EV Energy Partners, L.P. announced that on January 31, 2017, it closed on an acquisition of Eagle Ford oil and natural gas properties in Karnes County, TX for $58.7 million (before post-closing purchase price adjustments). Additionally, the Partnership announced the divestiture of a portion of its Barnett Shale natural gas properties for $52.1 million (before post-closing purchase price adjustments). Proceeds from the Barnett Shale divestiture, which closed on December 1, 2016, were deposited into a 1031 ‘like-kind' exchange account. The acquisition was funded with $52.1 million of proceeds from the 1031 ‘like-kind' exchange account and $6.6 million of borrowings under the Partnership's revolving credit facility.
As part of the Eagle Ford acquisition, EVEP acquired a 5.8 percent working interest in 9,151 gross acres (529 net acres) in Karnes County, TX from a third party.

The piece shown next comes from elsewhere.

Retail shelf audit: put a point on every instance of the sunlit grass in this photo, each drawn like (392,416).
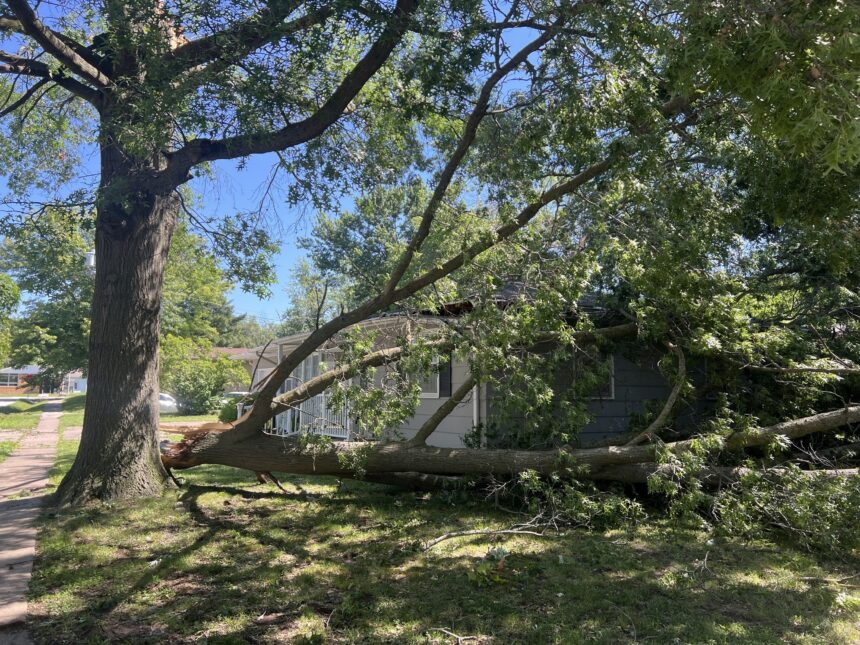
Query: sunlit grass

Certain EnerVest Institutional Partnerships (EnerVest) own an 87 percent working interest in and EnerVest acts as operator of the properties.
- Includes Eagle Ford and Austin Chalk reserves and drilling opportunities
- Estimated proved reserves of approximately 6.4 Mmboe and probable reserves of 1.3 Mmboe, net to EVEP (based on recent strip prices)

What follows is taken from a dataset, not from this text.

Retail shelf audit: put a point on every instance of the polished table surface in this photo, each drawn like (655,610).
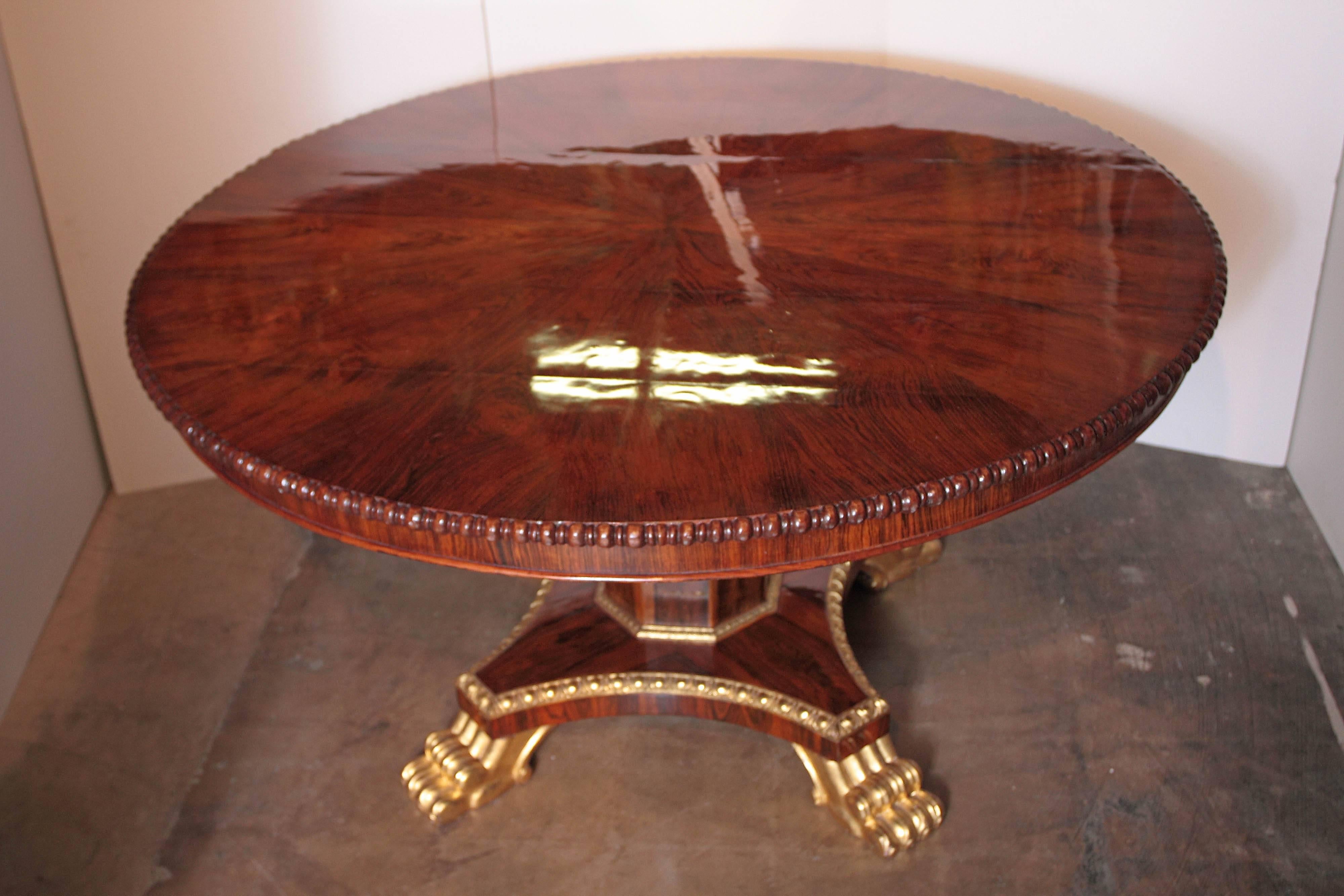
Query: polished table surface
(698,330)
(677,319)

- 22 percent proved developed and 61 percent crude
- Current net daily production of approximately 1.0 Mboepd (73 percent crude)
- Over 200 economic, scalable and repeatable proved and probable horizontal drilling opportunities
- Additional possible drilling locations
- Attractive drilling economics at current strip prices
- Significantly higher margins and higher cash flow from acquired Eagle Ford Shale properties as compared to the divested Barnett Shale properties (based on recent strip prices)

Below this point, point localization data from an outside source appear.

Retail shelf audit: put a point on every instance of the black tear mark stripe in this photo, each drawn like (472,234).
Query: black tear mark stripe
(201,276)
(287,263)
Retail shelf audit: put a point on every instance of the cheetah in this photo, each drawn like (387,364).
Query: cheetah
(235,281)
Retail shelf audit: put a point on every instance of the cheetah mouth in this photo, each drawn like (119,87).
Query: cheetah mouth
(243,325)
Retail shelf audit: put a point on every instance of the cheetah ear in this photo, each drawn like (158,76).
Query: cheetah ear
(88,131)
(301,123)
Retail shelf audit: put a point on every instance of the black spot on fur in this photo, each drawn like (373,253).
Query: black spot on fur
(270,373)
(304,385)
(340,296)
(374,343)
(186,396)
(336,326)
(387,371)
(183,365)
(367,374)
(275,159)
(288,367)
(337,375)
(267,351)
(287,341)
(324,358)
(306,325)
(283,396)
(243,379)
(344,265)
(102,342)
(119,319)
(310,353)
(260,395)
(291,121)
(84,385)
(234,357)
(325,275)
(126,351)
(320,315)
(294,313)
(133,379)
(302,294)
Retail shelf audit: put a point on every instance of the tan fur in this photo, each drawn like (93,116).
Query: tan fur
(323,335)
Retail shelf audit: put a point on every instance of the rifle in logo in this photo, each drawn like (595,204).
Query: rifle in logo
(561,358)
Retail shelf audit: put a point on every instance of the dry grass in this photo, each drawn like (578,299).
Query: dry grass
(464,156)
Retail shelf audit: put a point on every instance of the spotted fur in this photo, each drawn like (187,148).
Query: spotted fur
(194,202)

The Partnership's Barnett Shale divesture represented estimated proved reserves of 94.6 Bcf of dry gas (based on recent strip prices) and approximately 13.0 Mmcfpd of natural gas production. Based on year end 2015 SEC proved reserves, the divested properties represented 16 percent of EVEP's existing Barnett position.
"We are pleased to complete this tax efficient sale and subsequent acquisition of properties. We believe that this position in the Eagle Ford Shale affords many attractive, self-funding, near term drilling opportunities and will increase our crude production by approximately 25 percent in 2017," stated Michael Mercer, President and Chief Executive Officer.